Monday, March 31, 2008

Another March Post

I found this interesting medical blog a couple months back. I have been meaning to link to it for some time now. I believe the best article I have read from it is this one. It talks about the problems between doctors and patients arising from differences in perspective. Of course, this is more about American health care than anything else. The blog often critiques various alternative medicine (including homeopathy, life energy stuff, acupuncture, chiropractic etc.) techniques. I think it's a valuable resource because in my younger days I was given to understand that some alternative medicine is legit. After spending some time studying the persuasive mumbo jumbo of "traditional healers" and remembering some of the things I have heard advocates of alternative medicine say I am convinced that most of them are frauds. The rest are well meaning quacks. The bottom line is that they advocate for treatments which are not based on science or any kind of clinical trials. Some of these treatments have been around for a couple hundred years without adjusting to the current body of biological knowledge. Don't be fooled.

The problem still remains, however, of the impersonal and rigid manner in which medical doctors treat patients. I have to say the eye rolling thing some doctors do when a patient refuses a treatment is just plain annoying. I hate it when my doctor corrects me before I have finished my thought. Not that he does that very often, he's a pretty nice guy.

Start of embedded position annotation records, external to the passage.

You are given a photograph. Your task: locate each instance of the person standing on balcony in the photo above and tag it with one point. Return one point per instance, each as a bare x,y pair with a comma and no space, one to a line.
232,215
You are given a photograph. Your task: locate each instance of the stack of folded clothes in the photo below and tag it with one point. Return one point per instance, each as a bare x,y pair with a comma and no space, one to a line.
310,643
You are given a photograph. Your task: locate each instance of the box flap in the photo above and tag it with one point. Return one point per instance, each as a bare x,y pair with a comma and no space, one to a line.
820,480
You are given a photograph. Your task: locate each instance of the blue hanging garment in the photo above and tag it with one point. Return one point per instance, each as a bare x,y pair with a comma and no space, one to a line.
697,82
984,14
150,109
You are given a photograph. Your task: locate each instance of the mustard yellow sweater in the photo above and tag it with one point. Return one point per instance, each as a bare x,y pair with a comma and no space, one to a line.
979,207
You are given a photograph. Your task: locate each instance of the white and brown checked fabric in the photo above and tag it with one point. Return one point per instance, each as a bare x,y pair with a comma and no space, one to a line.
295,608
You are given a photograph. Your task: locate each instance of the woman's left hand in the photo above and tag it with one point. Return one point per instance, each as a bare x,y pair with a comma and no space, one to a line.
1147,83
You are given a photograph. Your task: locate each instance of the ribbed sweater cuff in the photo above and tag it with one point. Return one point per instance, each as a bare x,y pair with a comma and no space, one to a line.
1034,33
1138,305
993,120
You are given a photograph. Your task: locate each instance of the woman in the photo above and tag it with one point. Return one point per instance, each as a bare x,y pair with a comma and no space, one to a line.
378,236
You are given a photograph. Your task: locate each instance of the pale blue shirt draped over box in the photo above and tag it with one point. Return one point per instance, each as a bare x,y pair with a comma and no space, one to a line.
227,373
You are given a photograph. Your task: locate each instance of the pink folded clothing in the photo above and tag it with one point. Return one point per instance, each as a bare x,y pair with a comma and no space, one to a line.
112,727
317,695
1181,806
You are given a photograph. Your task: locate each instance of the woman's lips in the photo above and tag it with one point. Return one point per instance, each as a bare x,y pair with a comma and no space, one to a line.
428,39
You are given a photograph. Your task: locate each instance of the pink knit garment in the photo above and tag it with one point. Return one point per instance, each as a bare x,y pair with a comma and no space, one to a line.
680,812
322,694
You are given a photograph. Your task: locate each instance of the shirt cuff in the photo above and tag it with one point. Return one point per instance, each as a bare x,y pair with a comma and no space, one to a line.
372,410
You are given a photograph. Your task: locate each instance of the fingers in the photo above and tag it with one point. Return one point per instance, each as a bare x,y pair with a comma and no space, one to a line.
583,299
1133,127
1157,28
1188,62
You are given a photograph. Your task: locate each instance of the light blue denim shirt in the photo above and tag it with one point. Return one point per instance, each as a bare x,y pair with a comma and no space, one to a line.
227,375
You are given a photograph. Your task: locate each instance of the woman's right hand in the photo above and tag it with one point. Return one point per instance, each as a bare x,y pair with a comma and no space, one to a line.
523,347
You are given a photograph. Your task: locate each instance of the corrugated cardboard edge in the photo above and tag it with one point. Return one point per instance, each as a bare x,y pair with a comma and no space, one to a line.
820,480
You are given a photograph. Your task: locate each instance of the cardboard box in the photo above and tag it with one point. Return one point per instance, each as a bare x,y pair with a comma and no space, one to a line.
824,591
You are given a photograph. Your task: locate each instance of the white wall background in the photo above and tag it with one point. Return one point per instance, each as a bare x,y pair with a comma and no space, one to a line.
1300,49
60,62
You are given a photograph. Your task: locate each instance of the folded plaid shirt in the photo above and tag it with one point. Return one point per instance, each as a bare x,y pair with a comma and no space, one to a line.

But still I am not some idiot patient who isn't going to listen to the doctor because I think he's in some sort of conspiracy to poison me. Something else I dislike about doctors is when they fail to finish their thought. They say something like, "Maybe you've had asthma for years and didn't know it." Then they stop and never explain the statement. So annoying. Then there's the propensity to treat people like they are hypochondriacs if their symptoms do not match with others. Who doesn't hate that? Why can't doctors assume that some of us just don't fit into the definitions of normal? I, for example, rarely have side effects from medications other than dry mouth. It's weird, but it's me. However, I did have a very bad reaction to a certain asthma med known as Singulair. Several times my doctor has asked me what happens when I take Singulair because I listed in my profile that I am allergic to it. After I get done explaining that it causes me to have asthma attacks he gives me this look which says, "I don't quite believe you." I would add that my doctor is probably one of the nicest MDs I have ever met. If even he has some of the annoying tendencies than it is no wonder people are often inclined to seek out methods of treatment based more on the personality administering the treatment than the science -- or lack thereof -- behind it.

2 comments:

Amber said...

I'm pretty sure I've heard of legal matter about Singulair...although I can't remember what it was about specifically. Seems it has caused bad things though!

Esther said...

Yeah, but that has something to do with suicidal ideation. I didn't have a psychological response to it, I just almost died from asthma attacks. That's the thing with asthma: meds need to be very specific because something that helps one person could kill another.